Dans cette interprétation, le candidat à un emploi dans les services d'une assemblée législative peut, comme le candidat à un emploi dans les services d'une autorité administrative, contester devant le Conseil d'Etat le refus de l'autoriser à participer à un examen de recrutement; aucune différence de traitement n'étant opérée, sur ce plan, entre ces candidats, l'article 14, § 1er, des lois sur le Conseil d'Etat, dans cette interprétation, ne viole pas les articles 10 et 11 de la Constitution.

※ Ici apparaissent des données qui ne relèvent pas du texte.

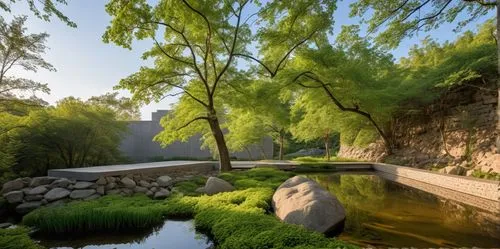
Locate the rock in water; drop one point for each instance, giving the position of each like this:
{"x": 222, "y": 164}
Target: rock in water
{"x": 304, "y": 202}
{"x": 16, "y": 184}
{"x": 164, "y": 181}
{"x": 56, "y": 194}
{"x": 216, "y": 185}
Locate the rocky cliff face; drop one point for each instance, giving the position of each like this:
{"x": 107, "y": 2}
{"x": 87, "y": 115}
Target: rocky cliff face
{"x": 457, "y": 129}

B.4.1. Bien qu'il ait retenu provisoirement l'interprétation de l'article 14, § 1er, examinée ci-dessus, le juge a quo soumet toutefois à la Cour la question de la constitutionnalité d'une autre interprétation de cette disposition, en ce qu'elle serait interprétée comme ne permettant pas à un candidat à un emploi dans les services d'une assemblée, qui n'est pas membre du personnel de cette assemblée, de demander l'annulation d'un refus qui lui aurait été opposé de participer à un examen de recrutement.
Dans cette interprétation, ce candidat est traité différemment de celui qui est candidat à un emploi dans les services d'une autorité administrative - ni l'un ni l'autre n'étant déjà membre du personnel - puisque, dans ce second cas, le candidat peut, comme déjà relevé, contester devant le Conseil d'Etat le refus qui lui serait opposé de participer à un examen de recrutement.

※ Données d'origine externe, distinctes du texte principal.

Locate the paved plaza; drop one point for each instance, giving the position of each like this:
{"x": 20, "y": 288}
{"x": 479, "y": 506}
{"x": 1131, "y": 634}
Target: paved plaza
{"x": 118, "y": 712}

B.4.2. Pour les raisons exposées dans l'arrêt n° 31/96, en ses motifs rappelés ci-dessus - en particulier en B.4 - cette différence de traitement n'est pas raisonnablement justifiée. Dès lors en effet que le législateur a décidé de soumettre le droit de contester les actes administratifs des assemblées en matière de fonction publique au même régime que celui applicable aux actes des autorités administratives, il n'est pas justifié que le refus, opposé à un candidat, de participer à un examen de recrutement puisse être contesté devant le Conseil d'Etat lorsqu'il s'agit d'un emploi dans les services d'une autorité administrative mais ne puisse l'être s'il s'agit d'un emploi auprès d'une assemblée parlementaire; l'intérêt protégé par l'institution d'un recours en annulation est en effet aussi réel et aussi légitime dans le second cas que dans le premier. Ni les travaux préparatoires, ni le mémoire ne justifient d'ailleurs une telle différence de traitement.
B.4.3. Il résulte de ce qui précède que, dans l'interprétation soumise par le juge a quo (B.4.1), l'article 14, § 1er, des lois sur le Conseil d'Etat viole manifestement les articles 10 et 11 de la Constitution.
Par ces motifs, la Cour dit pour droit : L'article 14, § 1er, des lois sur le Conseil d'Etat, coordonnées le 12 janvier 1973, viole les articles 10 et 11 de la Constitution s'il est interprété en ce sens que le Conseil d'Etat ne serait pas compétent pour connaître du recours en annulation introduit par un candidat à un emploi dans les services d'une assemblée législative, qui n'est pas membre du personnel de cette assemblée, contre le refus de l'autoriser à participer à un examen de recrutement.
Ainsi prononcé en langue française et en langue néerlandaise, conformément à l'article 65 de la loi spéciale du 6 janvier 1989 sur la Cour d'arbitrage, à l'audience publique du 13 mars 2002.